Он кидает мелкие камешки в воду и наслаждается возможностями, какие ему открываются. Может быть, ни одной из них он и не воспользуется. Но приятно само сознание, что возможности есть! От падающих камешков расходятся мягкие волны кругами. Если кидать их часто, волны пересекаются, переплетаются в очень красивый круговой узор.
Чья-то тень падает на него.
Вихров поднимает голову. На волнах качается оморочка, как по старой привычке Вихров называет байдару. Чуть-чуть подшлепывают ее по пологим бокам ребристые волны, которые гонит теплый ветер по реке. По щиколотку в воде стоит молодая женщина, глядя на Вихрова. Солнце бьет ей в спину и золотым контуром обрисовывает ее фигуру. Легкий сарафанчик из светлой ткани с какими-то трогательными деревенскими цветиками надет на ней. Но сарафанчик только светлой дымкой окружает ее тело, которое просвечивает через ткань. «Здравствуйте!» — говорит молодая женщина и придерживает двухлопастным веслом байдару, жаждущую ринуться по этим веселым, ласковым и задорным волнам куда-нибудь…
Вихров узнает Зину.
Ему приятно, что она узнала его и что она здесь, возле него.
Зина говорит:
— Поехали на тот берег!
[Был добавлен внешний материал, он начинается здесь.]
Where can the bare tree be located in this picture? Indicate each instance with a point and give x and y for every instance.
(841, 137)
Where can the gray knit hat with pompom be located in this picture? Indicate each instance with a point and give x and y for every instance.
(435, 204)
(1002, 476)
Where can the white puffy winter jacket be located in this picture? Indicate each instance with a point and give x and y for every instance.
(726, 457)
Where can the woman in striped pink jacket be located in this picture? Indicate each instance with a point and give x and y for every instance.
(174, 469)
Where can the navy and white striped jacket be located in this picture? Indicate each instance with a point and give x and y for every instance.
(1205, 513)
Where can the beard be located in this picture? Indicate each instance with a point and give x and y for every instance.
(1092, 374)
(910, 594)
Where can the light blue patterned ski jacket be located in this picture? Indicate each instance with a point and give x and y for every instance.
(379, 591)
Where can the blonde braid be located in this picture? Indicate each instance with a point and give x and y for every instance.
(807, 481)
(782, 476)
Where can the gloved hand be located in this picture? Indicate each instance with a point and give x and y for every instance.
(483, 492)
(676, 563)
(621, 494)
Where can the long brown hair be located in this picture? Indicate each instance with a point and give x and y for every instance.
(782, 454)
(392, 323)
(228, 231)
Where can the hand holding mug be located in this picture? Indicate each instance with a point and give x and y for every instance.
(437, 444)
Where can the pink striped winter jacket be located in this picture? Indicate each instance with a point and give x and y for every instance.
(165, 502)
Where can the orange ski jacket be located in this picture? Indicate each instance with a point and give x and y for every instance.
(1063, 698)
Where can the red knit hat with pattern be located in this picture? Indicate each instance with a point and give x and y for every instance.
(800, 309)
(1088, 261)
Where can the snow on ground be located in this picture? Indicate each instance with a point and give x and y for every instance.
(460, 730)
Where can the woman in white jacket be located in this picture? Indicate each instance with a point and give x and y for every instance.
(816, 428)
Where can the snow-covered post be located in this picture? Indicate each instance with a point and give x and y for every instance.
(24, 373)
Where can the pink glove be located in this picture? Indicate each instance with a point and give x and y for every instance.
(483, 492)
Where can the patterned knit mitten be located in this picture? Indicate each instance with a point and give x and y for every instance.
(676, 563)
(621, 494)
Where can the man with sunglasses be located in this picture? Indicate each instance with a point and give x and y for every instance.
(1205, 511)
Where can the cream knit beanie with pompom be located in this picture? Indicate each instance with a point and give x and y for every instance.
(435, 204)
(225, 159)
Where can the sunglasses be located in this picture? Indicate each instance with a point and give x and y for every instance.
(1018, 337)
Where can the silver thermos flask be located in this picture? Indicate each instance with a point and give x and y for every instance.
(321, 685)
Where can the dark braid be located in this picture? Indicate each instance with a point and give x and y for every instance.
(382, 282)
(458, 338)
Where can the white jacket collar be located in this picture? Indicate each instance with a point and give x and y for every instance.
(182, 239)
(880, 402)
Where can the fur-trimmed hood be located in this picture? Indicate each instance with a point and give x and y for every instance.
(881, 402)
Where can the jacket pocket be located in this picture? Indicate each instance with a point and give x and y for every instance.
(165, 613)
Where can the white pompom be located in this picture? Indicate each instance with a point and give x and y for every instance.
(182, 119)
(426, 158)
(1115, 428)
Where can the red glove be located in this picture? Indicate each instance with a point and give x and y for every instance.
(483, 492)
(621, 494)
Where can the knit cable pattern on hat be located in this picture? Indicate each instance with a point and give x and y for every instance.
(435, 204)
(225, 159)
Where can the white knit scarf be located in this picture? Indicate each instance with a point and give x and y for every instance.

Одной что-то не хочется…
Вихров немного смущен. Но глупо ведь делать из этого событие! Ну, поедем. Ну, посидим там, на левом берегу. Что из этого? И вместе с тем — Вихров не может скрыть этого от себя — эта неожиданная прогулка, предложенная с такой простотой и сердечностью — и верно целое событие для него! Он заставляет умолкнуть все «но», которые на этот или подобный случай всегда есть в широком ассортименте у любого человека. Черт возьми, неужели нельзя хоть на минуту стряхнуть с себя прожитые годы и вот так — бездумно, без колебаний и сомнений — позволить себе какую-нибудь мальчишескую выходку!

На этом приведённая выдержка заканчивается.